Of course, in the process everyone forgot that Saddam had been a close partner and ally of the Pentagon and the CIA during the 1980s, when they were partnering together to kill Iranians in the Iran-Iraq War. Everyone also forgot that it was the United States that furnished Saddam with those WMDs in the first place, so that he could kill Iranians with them. See here and here.
To oust Saddam from power during the 1990s, U.S. officials instituted one of the most brutal sanctions schemes in history, which succeeded in killing hundreds of thousands of Iraqi children. U.S. Ambassador to the UN Madeleine Albright went on Sixty Minutes and openly declared that the deaths of half-a-million Iraqi children from the sanctions were worth it. U.S. troops were stationed near Islamic holy lands. There was unconditional support given the Israeli government.
All that interventionism produced terrorist blowback, beginning in 1993 with a terrorist attack on the World Trade Center, followed by the terrorist attacks on U.S. embassies in East Africa and the USS Cole in Yemen, and then the 9/11 attacks.

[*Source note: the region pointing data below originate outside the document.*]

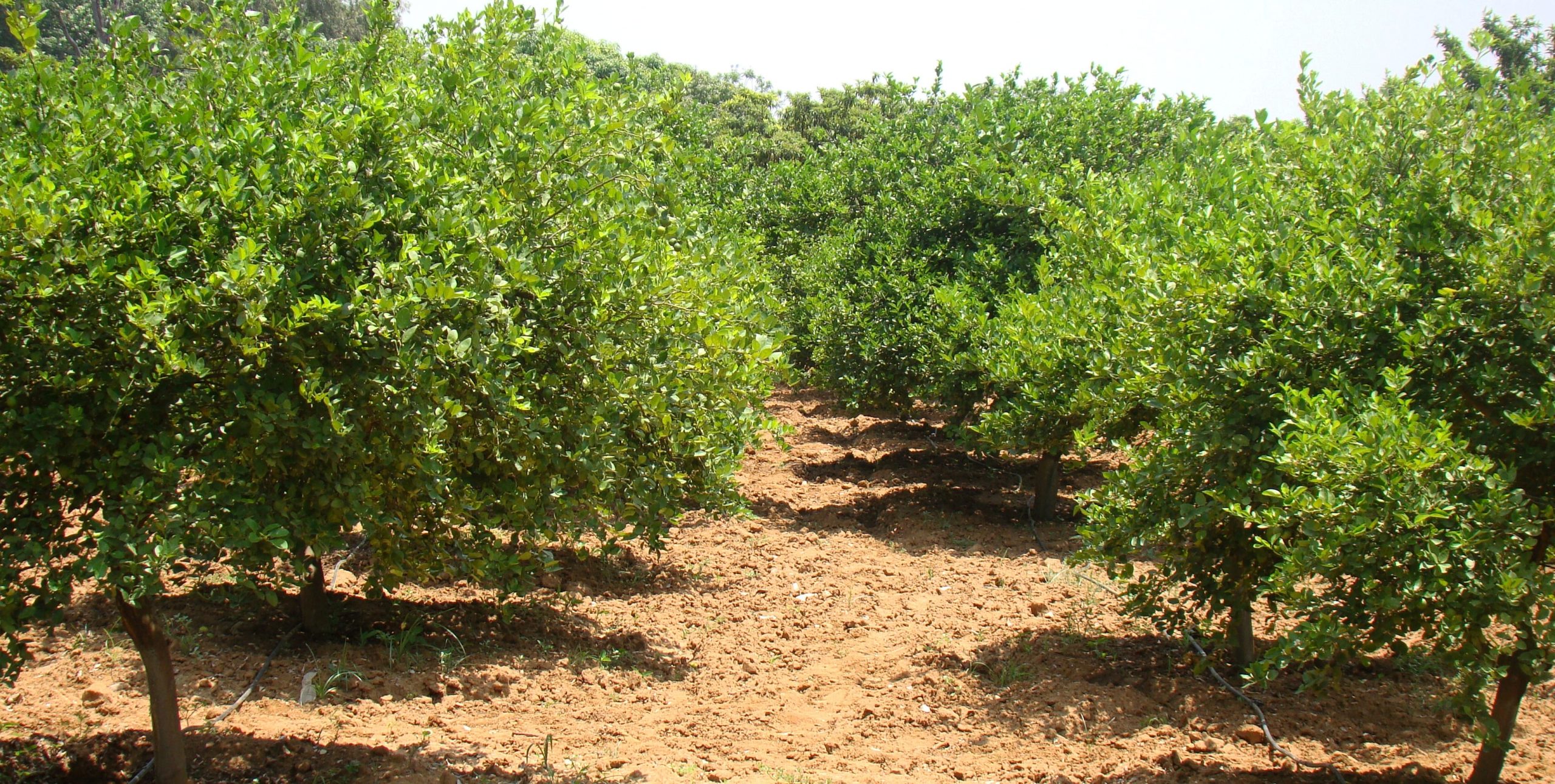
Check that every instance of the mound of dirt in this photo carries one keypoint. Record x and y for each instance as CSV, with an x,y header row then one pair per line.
x,y
890,613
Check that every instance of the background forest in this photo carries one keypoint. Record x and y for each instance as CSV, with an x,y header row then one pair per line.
x,y
478,293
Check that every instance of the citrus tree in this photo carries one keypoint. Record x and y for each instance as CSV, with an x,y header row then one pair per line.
x,y
432,288
1341,332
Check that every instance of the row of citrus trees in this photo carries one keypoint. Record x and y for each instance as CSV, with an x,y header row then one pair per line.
x,y
1327,346
262,293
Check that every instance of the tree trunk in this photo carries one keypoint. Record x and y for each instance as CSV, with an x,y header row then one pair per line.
x,y
1514,685
315,598
1504,711
1047,488
1246,650
156,654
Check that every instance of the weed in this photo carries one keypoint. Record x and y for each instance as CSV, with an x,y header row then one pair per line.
x,y
341,675
792,777
1003,674
340,775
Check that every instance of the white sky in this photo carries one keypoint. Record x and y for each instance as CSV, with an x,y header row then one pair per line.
x,y
1240,53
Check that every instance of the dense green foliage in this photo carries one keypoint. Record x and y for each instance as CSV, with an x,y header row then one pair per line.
x,y
915,215
80,29
431,287
1325,346
492,288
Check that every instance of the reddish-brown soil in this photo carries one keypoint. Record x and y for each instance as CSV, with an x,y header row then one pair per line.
x,y
887,615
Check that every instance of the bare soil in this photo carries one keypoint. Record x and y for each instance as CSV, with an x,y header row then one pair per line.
x,y
889,613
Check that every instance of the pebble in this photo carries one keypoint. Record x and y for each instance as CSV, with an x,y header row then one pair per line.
x,y
1251,733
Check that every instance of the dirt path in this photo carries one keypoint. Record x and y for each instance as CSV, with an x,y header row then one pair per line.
x,y
885,616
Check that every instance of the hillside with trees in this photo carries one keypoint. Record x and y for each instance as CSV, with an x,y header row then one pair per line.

With the 9/11 blowback, new life was breathed into the Pentagon, CIA, NSA, and FBI. America now had a new official enemy — terrorism, especially after the 9/11 attacks were used as the justification for invading Iraq and removing Saddam from power (which H.W. had failed to do more than a decade earlier). In some ways, terrorism and terrorists were better official enemies than communism and communists. As long as U.S. officials continued killing people in the Middle East and Afghanistan, they could be assured of a constant, never-ending stream of official enemies. That in turn would guarantee the perpetual existence of the national-security establishment and its ever-increasing share of federal tax-funded largess. The “war on terrorism” could go on forever.
The fear of “the terrorists” ultimately morphed into a fear of the Muslims, who now were considered to have been conspiring to come and get us for centuries, even during the Cold War when no one ever mentioned them and, even better, when American interventionists celebrated their partnership with U.S. officials in Afghanistan. Of course, fear of drug dealers and illegal immigrants have been thrown into the fear mix for good measure.
Today, we have come full circle. Russia is now a renewed official enemy. The only thing that’s missing is the term “communist” but it is clearly lurking beneath the surface, as reflected by the continued U.S. fear of and animosity toward communist China, communist North Korea, and communist Cuba. Meanwhile, spending on the Pentagon, CIA, NSA, and FBI continues to soar.